Controllando attentamente la copertura giornaliera dei mezzi di comunicazione sugli assassinii selettivi, indignano e rattristano i pochi minuti e il modo in cui i giornalisti danno la notizia, non si nota nessuna espressione della rabbia e dell’impotenza di quando parlano della dittatura in Venezuela, non allarmano la massa di automi che li ascoltano, che credono a tutto, dicendo che questo paese uccide i suoi contadini, i suoi giovani e le sue donne, che stanno assassinando chi pacificamente difende la propria terra e i propri diritti o, il che è peggio, che in Colombia si minaccia e si uccide chi partecipa a campagne elettorali diverse da quelle del candidato vincente. Per coprire quello che conviene ai media, mobilitano equipaggiamenti giornalistici, intervistano attraverso chiamate telefoniche i diretti interessati, durante i telegiornali del mattino, di mezzogiorno, della sera martellano i cervelli di fatti, ricorrono morbosamente a storie e personaggi per “sensibilizzare” i telespettatori e i radioascoltatori, dedicano le prime pagine dei giornali a immagini sconvolgenti e così uccidono le paure e i chips come quello dell’ “ideologia di genere” o “non vogliamo diventare un altro Venezuela”. Ecco quello che non capisco: perché non trattano allo stesso modo un tema così grave come gli omicidi selettivi di operatori sociali, quello che sta succedendo nel nostro paese e la gravità della riconfigurazione della guerra? E discuto di questo non per generare l’odio fra i colombiani ma la solidarietà, le richieste di giustizia dirette a coloro che ci governano o per lo meno che diventino richieste esigenti, come quelle rivolte a Pékerman o a qualunque altro calciatore.

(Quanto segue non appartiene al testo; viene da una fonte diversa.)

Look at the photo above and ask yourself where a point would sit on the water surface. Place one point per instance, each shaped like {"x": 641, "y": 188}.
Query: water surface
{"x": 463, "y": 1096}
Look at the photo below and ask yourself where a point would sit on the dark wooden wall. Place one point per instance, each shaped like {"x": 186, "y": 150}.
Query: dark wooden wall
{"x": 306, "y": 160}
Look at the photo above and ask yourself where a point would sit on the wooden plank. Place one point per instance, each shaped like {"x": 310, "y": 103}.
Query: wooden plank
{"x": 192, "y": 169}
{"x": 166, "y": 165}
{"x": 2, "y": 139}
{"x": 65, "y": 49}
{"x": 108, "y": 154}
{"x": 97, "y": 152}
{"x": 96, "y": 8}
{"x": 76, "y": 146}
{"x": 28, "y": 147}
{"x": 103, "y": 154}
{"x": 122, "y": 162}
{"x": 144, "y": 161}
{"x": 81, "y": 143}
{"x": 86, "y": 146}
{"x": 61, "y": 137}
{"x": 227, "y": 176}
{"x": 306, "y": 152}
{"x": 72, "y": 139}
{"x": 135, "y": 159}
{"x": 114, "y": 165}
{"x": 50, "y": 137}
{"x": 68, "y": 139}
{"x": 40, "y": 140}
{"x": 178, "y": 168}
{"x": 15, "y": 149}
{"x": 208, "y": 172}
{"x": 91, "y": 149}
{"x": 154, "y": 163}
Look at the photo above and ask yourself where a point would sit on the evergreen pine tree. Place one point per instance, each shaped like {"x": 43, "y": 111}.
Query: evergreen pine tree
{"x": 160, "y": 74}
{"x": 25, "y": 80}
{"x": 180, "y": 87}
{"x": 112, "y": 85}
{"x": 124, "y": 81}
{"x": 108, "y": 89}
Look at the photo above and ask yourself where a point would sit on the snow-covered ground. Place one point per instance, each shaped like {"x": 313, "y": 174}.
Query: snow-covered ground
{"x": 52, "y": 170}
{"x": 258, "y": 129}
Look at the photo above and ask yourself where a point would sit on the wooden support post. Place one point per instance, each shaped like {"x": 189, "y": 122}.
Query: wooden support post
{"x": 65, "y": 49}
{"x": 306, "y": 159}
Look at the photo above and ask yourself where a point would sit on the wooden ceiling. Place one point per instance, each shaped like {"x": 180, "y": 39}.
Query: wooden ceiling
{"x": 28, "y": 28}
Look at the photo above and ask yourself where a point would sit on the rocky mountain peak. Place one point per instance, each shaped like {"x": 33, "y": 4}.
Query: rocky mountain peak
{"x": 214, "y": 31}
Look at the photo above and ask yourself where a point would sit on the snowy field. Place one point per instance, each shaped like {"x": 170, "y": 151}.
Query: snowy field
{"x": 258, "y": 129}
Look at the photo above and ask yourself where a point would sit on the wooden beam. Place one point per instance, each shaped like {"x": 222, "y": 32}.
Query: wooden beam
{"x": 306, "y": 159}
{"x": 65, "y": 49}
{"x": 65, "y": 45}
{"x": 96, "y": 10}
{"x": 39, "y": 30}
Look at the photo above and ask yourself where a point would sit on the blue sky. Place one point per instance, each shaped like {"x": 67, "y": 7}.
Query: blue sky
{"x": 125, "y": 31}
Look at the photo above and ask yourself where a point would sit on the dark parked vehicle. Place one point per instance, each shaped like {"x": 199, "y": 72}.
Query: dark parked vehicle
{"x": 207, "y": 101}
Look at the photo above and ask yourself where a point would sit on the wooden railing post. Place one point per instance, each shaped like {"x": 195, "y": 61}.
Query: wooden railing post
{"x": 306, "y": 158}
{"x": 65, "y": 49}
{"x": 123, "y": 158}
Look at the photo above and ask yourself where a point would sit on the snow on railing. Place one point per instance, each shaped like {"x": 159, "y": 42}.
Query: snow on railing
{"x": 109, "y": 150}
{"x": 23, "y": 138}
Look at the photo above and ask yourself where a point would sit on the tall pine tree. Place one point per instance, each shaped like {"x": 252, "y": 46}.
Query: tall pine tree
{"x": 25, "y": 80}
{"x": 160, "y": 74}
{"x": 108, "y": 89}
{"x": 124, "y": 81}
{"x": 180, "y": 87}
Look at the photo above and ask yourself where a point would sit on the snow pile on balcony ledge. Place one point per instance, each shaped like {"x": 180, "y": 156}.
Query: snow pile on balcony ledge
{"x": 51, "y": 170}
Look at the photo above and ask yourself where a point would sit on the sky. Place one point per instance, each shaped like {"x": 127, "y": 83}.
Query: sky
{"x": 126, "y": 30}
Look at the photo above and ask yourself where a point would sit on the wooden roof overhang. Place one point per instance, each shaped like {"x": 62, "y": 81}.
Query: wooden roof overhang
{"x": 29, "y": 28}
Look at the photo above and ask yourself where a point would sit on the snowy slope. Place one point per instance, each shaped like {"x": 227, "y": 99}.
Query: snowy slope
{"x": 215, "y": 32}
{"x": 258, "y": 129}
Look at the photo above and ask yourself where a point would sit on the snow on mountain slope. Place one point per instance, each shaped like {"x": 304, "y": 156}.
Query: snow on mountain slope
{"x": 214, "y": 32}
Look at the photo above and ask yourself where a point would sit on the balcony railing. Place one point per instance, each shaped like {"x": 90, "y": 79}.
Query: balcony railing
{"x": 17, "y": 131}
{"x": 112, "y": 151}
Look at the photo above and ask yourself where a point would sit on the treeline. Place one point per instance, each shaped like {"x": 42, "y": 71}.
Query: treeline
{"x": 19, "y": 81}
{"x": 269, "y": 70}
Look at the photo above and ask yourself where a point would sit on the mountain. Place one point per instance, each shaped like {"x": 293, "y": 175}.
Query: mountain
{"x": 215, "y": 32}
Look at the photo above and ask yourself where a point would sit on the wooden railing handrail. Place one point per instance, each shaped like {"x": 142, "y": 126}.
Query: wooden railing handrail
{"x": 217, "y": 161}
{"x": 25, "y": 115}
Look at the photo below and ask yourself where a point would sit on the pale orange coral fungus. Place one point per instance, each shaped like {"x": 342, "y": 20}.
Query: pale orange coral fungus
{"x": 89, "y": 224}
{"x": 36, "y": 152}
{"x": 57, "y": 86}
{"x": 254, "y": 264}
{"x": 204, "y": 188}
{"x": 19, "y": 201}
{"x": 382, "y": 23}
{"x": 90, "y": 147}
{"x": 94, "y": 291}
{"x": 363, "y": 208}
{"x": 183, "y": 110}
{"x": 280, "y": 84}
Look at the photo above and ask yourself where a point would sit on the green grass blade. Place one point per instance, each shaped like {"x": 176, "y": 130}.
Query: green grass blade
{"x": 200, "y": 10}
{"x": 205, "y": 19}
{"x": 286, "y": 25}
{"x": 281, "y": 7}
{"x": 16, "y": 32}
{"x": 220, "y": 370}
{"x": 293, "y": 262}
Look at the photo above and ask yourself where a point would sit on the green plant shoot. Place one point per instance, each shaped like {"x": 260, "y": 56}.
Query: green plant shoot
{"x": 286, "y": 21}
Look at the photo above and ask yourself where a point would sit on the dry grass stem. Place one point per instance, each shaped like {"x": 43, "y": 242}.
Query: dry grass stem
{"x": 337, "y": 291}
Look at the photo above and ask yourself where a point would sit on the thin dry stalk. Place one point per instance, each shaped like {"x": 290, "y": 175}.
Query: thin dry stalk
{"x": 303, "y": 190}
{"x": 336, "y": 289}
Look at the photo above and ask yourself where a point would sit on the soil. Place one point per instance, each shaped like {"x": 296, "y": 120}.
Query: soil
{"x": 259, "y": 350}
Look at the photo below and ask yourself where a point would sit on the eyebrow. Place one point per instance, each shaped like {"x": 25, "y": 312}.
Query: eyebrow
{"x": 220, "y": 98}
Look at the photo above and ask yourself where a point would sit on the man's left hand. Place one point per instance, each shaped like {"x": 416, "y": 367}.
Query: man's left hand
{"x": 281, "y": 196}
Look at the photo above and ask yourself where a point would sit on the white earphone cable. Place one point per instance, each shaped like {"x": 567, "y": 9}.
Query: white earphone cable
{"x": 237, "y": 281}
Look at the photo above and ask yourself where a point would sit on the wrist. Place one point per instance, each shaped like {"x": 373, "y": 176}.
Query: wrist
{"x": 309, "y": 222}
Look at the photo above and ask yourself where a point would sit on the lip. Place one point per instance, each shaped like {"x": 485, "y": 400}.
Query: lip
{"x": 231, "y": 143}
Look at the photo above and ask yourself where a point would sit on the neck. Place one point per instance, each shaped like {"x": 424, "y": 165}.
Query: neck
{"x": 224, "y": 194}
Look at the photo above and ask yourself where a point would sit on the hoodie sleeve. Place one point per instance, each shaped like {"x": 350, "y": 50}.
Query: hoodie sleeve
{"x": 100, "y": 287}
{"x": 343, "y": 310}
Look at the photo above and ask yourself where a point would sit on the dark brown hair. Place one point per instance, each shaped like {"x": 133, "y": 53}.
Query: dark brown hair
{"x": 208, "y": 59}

Nessun mezzo di comunicazione ha raccontato chi era Felicinda Santamaría, nessuna équipe giornalistica è andata a intervistare vicini e parenti suoi, la radio non ha telefonato e non si è parlato del suo lavoro comunitario nel quartiere della Virgen del Carmen del Chocó, nessun mezzo di comunicazione nazionale ha documentato uno solo dei casi dei leaders che sono stati assassinati, parlano solo di numeri ma neanche una storia di vita o un qualcosa che rivendichi il lavoro che stavano facendo uomini e donne; leaders comunali, indigeni, contadini che aiutavano le loro comunità e la loro gente mentre adesso in mezzo alla morte, resta solo la desolazione e l’indifferenza.

Sia chiaro, la mia protesta non è contro il calcio, è contro il governo nazionale (quello che se ne è andato e quello che sta arrivando) e contro i mezzi di comunicazione poiché disgraziatamente questi ultimi “educano” più di quanto faccia la scuola, loro hanno vinto, la loro vittoria è la normalizzazione della morte, il ritorno della guerra, l’odio verso chi pensa diversamente, le donne, i giovani, i gay, ecc. La storia che ci raccontano quotidianamente non è mai la nostra storia, questa narrazione unica ci sottomette al passato e apre di nuovo il capitolo del conflitto interno Colombia contro Colombia.

La pulsione che mi porta a scrivere quello che sto scrivendo non è la rabbia ma una profonda tristezza per la morte ma anche per la naturalezza con cui i colombiani registrano queste morti. Mi chiedo se davvero alla società non interessa o se i mezzi di comunicazione hanno imposto un modulo di opinione per cui ciò non importa e dobbiamo continuare a vivere come se la sola cosa accaduta sia la sconfitta al calcio mentre stiamo assistendo alla sconfitta della vita e della speranza.